Intrigued, Korra twisted just slightly, turning back to face him. "So... you do like me?"

Mako looked like he'd been caught red-handed and, in a way, Korra supposed he had been. "I don't know," he blurted out, looking anywhere but at her. It didn't matter anyway, because she was already approaching him. "Things are complicated," he went on. "I've been feeling really confused and—"

Korra was overcome with the sudden urge to kiss him, to just lean in and take what she wanted. But this wasn't rock-climbing. This didn't even feel anything like cliff-diving or trekking up a glacier; high school felt more like darting and tip-toeing through a field of landmines without a map.

So she stayed back.

"I'm sorry. I've been trying to stop that."

"Stop what?" he asked, perplexed.

"Making people feel uncomfortable by being so blunt," Korra shrugged, feeling displaced. "I know it can't be very easy for people to be around me."

Mako actually chuckled in response. "On the contrary," he said warmly, grudgingly, a little sadly. "It's all too easy to be around you."

The comment took her by surprise, and now she was the one left speechless... but it was a shared moment of warm silence, and in the end they both found themselves smiling.

"Hey," he said, brighter than before. "I've noticed that after we all leave practice, you tend to stick around while you wait for your ride. You need a lift home or something? Bolin and I could drop you off."

Even with the knowledge that it was Asami'scar that did the lifting, Korra was tempted. But she had to refuse. She might not have been getting any special treatment, but she didn't want people to have any reason to assume that her progress was cheapened by connections. For a girl who'd always been regarded as unique or special, ability being chalked up to anything but herself was the last thing that she wanted to happen to her here. Regardless of whether or not she had ever wanted it before, she'd always managed to get some sort of special treatment, simply due to the nature of her lifestyle and the spirit of roughing the wilderness with the Chief tundra expert of the south pole:

Her father.

"Sorry," she muttered sincerely. "My ride is already spoken for... but thanks."

Mako shrugged, perhaps just a little too casually to be nonchalant, just in time for the bell to ring.
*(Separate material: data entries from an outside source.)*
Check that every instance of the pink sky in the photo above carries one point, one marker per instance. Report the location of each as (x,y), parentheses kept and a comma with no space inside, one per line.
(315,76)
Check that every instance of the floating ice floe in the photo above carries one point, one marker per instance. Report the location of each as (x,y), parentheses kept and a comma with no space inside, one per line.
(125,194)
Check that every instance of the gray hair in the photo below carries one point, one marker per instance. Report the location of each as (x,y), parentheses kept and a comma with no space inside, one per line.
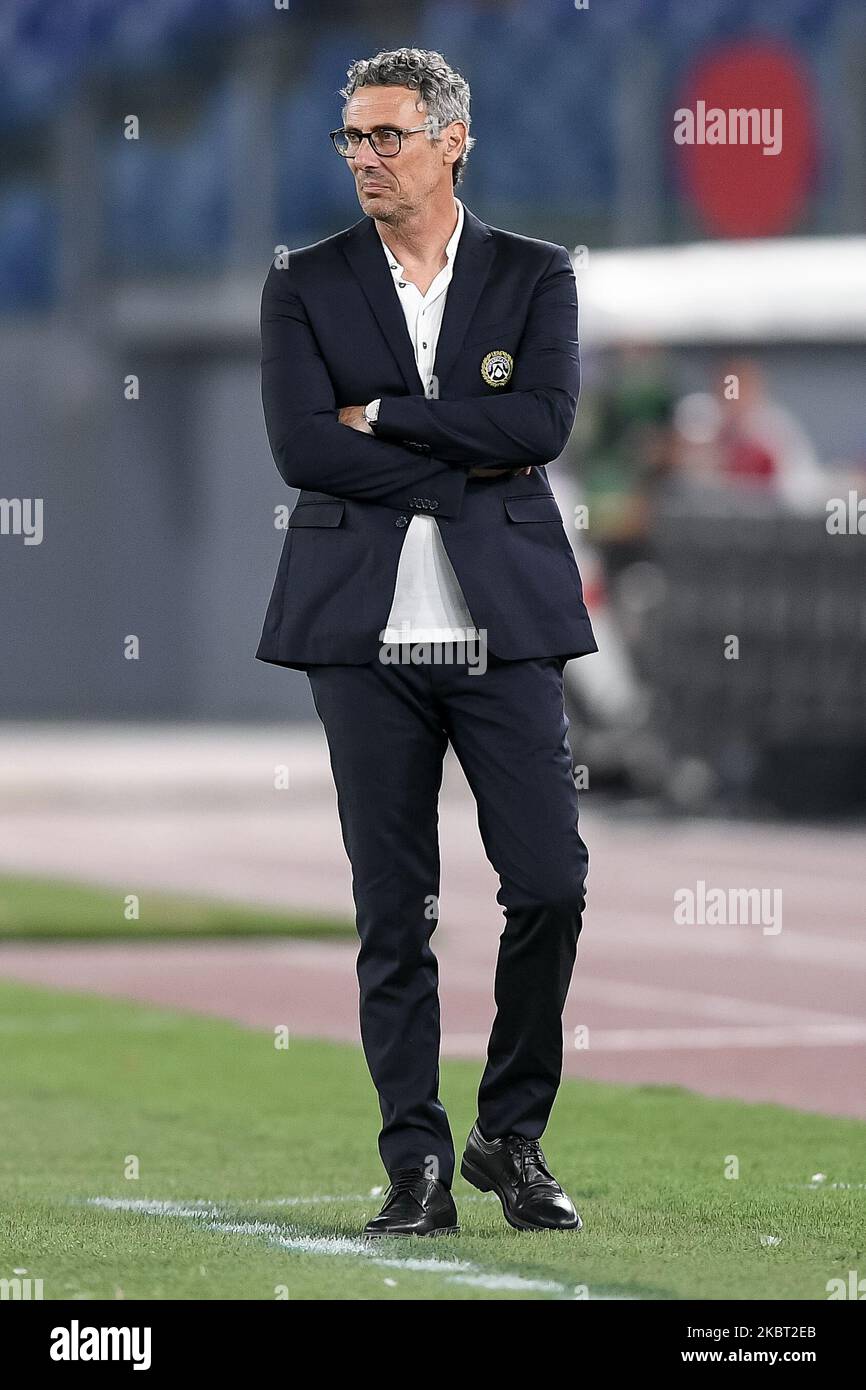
(442,89)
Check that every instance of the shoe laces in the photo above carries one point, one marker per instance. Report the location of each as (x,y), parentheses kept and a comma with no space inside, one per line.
(403,1182)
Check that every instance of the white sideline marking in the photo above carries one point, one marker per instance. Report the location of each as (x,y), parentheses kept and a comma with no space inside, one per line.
(665,1040)
(453,1271)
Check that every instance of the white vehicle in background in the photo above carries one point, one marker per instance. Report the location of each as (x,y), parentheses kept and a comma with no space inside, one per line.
(793,302)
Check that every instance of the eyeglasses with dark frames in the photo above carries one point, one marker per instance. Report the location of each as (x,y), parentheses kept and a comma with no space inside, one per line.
(385,141)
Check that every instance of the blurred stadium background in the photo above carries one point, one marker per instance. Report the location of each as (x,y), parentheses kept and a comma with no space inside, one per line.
(706,514)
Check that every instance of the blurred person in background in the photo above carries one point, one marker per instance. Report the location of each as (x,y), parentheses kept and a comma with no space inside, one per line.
(424,510)
(740,438)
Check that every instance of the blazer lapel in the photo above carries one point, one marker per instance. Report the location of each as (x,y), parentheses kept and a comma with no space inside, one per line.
(364,253)
(363,249)
(473,263)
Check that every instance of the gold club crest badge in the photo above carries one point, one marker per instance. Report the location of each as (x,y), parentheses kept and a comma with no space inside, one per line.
(496,367)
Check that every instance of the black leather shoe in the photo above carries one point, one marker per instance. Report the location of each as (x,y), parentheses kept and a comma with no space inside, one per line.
(515,1168)
(414,1205)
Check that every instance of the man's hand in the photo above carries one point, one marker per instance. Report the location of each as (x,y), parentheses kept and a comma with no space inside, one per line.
(353,416)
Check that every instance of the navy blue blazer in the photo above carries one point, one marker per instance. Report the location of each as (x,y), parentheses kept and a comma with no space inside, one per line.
(334,334)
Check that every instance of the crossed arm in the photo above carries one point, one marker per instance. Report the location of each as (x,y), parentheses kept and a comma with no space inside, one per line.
(528,424)
(310,446)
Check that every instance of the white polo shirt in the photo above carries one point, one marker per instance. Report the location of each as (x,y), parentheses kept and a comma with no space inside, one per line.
(428,603)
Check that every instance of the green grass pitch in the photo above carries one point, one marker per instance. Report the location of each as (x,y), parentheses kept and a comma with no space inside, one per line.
(264,1164)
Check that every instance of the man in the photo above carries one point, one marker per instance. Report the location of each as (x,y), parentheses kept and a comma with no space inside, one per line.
(419,371)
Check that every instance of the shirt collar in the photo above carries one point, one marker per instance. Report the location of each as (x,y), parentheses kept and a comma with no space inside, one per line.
(451,246)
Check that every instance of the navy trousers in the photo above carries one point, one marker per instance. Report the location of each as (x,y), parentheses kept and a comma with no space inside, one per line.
(388,727)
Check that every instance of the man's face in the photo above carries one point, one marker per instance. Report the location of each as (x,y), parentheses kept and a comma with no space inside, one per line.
(392,185)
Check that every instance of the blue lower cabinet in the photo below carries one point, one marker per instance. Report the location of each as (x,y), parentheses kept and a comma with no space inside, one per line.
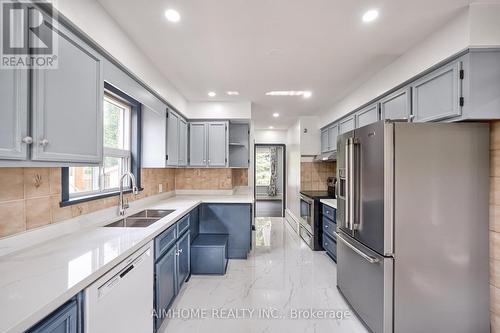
(165,284)
(63,320)
(233,220)
(183,259)
(194,223)
(330,246)
(209,254)
(183,225)
(329,212)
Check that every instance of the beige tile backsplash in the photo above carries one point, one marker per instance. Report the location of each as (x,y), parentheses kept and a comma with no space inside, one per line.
(313,175)
(495,226)
(30,197)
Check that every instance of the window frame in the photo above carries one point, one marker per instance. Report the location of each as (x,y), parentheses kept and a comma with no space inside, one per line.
(134,154)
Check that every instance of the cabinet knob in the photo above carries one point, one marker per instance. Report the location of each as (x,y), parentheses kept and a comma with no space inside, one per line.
(28,140)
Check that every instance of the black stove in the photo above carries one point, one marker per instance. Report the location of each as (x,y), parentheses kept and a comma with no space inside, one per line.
(310,229)
(317,195)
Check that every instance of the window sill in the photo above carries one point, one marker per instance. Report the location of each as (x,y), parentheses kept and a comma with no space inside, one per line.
(78,200)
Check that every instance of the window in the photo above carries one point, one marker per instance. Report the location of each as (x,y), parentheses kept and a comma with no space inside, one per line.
(121,117)
(263,166)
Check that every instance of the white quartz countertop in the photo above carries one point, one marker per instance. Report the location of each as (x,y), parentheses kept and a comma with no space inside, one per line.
(330,202)
(37,280)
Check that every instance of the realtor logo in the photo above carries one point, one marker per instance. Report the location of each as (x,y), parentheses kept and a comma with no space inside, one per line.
(28,38)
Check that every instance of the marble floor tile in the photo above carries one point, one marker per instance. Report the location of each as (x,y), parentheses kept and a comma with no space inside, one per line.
(264,293)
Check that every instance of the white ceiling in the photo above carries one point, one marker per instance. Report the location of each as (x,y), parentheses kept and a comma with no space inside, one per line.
(261,45)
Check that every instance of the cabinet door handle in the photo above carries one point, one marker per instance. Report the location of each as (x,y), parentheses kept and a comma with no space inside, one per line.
(27,140)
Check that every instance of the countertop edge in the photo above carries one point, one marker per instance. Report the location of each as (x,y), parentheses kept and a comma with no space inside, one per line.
(35,317)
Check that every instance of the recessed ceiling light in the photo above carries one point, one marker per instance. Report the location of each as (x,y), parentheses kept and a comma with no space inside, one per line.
(305,94)
(370,15)
(172,15)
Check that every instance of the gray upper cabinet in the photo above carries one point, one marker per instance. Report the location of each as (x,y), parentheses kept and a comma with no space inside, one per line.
(14,140)
(333,132)
(436,96)
(346,124)
(367,116)
(67,105)
(397,106)
(208,144)
(217,144)
(172,139)
(197,144)
(183,142)
(239,143)
(324,140)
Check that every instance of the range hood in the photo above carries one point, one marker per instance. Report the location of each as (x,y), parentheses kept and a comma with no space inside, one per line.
(326,157)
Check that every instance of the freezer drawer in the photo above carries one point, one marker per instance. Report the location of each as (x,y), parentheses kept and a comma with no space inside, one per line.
(366,279)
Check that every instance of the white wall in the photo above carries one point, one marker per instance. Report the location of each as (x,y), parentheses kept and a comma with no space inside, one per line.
(484,25)
(293,169)
(92,19)
(219,110)
(310,136)
(450,39)
(270,136)
(476,26)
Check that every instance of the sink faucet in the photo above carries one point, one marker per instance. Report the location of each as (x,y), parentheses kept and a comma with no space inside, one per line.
(122,207)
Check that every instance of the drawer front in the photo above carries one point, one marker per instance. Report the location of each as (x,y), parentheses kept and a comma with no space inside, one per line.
(330,245)
(182,225)
(165,240)
(329,212)
(329,227)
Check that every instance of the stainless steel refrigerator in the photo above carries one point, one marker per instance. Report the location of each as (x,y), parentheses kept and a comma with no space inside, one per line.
(412,234)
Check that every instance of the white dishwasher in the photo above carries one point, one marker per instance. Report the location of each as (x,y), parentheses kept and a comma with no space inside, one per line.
(122,300)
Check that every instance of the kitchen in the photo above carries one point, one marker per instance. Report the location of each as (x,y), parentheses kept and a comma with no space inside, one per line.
(127,159)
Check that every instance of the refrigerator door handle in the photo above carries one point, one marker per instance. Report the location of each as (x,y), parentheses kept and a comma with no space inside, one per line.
(354,182)
(348,184)
(370,259)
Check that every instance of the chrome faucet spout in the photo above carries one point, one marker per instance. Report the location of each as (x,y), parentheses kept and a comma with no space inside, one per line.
(122,206)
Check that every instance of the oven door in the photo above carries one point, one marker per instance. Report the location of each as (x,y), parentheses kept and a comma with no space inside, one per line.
(307,213)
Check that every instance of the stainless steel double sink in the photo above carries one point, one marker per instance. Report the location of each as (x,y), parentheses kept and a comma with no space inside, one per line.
(142,219)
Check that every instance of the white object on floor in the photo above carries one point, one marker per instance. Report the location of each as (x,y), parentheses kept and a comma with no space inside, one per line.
(280,276)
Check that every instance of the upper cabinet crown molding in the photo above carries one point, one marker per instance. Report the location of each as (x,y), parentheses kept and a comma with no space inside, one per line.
(65,111)
(397,106)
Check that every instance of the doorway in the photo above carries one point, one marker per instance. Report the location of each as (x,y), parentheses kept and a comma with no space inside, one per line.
(269,180)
He nodded his head toward the lobby and Korra followed him out into the busy hallway. They walked down a few more halls together, chatting about practice and balance drills and speed work, and when they parted it was with relative peace, small smiles, and warm waves.

But neither really felt all that satisfied.


That night at practice, Korra was polite, but distant. Friendly, but focused. Herself, but also not.

Tenzin wondered at the change, but made note of it to discuss at a later time. Bolin seemed confused, but mostly unperturbed, and was content to run by her side in casual, companionable chatter. Asami even complimented her dedication, openly observing how quickly she was improving with the balance routines. Mako said nothing, but occasionally she would look up and catch him glancing at her, and they would nod slightly at one another, as if they shared some unique understanding.

Asami offered her a ride home, which she graciously declined; Mako was more talkative than before, though still oddly restrained; Bolin was just as bright as ever, but he never did suggest any alternative dinner plans.

And so the the week went by.


The second Saturday she went to the park, he was there, waiting for her.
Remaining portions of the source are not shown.